In un Parlamento surreale, umiliato, commissariato, svuotato, che vota l’ennesima risicatissima fiducia al peggior governo della storia dell’Italia unita, giungono le intercettazioni su Saverio Romano, ministro “nominato con riserva”. Sono sempre più gravi gli elementi ricostruttivi dei suoi presunti legami con le più potenti cosche mafiose. Così gravi da far mettere nero su bianco al giudice Morosini che dalle indagini e “dalle intercettazioni, che coinvolgono politici come Vizzini, Romano, ma anche Salvatore Cuffaro e Salvatore Cintola, si prospetta l’esistenza di un sistema affaristico-politico-mafioso avente al centro le attività del Gruppo Gas”.
Nonostante la disinformazione praticata dai grandi media, che hanno nascosto le ragioni della “protezione” esercitata sul governo Berlusconi perché restasse in piedi (l’imminente crisi internazionale e militare libica e l’obiettivo di far adottare misure economiche draconiane, inique e insopportabili per arginare la crisi; insomma occorreva che qualcuno facesse del lavoro sporco), mi chiedo perché mai Romano dovrebbe rappresentare un ulteriore necessario e grave prezzo che questo Paese, il suo popolo e la democrazia devono pagare.
Mi chiedo perché non si esercitino tutti i poteri previsti dalla carta costituzionale per allontanare un ministro francamente impresentabile. Non si tratta di un uomo travolto da scandali sessuali, con escort o minorenni, come potrebbe ormai pensarsi nella pruriginosa Italietta berlusconiana, ma di un “morigerato”, sedicente cattolico che avrebbe intrattenuto rapporti con la mafia siciliana.
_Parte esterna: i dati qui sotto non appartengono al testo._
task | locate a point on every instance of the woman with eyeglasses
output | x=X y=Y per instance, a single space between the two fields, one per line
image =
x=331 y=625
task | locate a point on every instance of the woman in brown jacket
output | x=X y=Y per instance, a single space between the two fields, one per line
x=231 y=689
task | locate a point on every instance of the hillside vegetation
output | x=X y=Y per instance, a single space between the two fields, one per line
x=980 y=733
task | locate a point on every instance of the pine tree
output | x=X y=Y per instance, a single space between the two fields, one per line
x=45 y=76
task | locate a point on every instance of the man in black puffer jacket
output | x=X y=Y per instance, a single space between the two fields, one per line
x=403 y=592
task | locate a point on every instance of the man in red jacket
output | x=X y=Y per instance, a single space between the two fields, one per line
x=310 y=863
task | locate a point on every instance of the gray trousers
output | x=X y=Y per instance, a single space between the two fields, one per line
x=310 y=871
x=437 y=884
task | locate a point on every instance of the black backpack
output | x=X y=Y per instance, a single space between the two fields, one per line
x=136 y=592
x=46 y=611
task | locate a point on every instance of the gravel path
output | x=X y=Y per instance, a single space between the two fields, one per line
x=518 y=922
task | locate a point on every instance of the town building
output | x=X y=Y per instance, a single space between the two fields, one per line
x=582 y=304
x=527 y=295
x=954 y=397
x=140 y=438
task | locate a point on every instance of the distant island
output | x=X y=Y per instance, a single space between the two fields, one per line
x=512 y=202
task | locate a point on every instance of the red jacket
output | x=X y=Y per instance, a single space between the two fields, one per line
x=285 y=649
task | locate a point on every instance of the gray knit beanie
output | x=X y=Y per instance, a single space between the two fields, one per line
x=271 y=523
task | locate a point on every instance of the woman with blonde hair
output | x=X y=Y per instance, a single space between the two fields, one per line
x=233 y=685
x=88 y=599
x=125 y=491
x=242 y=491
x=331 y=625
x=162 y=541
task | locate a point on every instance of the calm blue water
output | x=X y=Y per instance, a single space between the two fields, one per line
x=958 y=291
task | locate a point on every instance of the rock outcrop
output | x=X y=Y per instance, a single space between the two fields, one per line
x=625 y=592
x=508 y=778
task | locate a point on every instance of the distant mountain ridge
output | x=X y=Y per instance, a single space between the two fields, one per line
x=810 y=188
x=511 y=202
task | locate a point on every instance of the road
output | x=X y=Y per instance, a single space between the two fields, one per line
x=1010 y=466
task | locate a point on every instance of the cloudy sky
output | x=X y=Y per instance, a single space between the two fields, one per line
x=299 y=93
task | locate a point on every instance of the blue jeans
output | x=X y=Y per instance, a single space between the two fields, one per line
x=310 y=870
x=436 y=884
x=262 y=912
Romano è stato nominato ministro con riserva, secondo un’inesistente formula o prassi costituzionale. Da cittadino e giurista, ho espresso e continuo a nutrire forti “riserve” sulla cd “nomina con riserva” e desidererei tanto che il Presidente della Repubblica e lo stuolo dei suoi, profumatamente remunerati, consiglieri giuridici dicano e facciano qualcosa.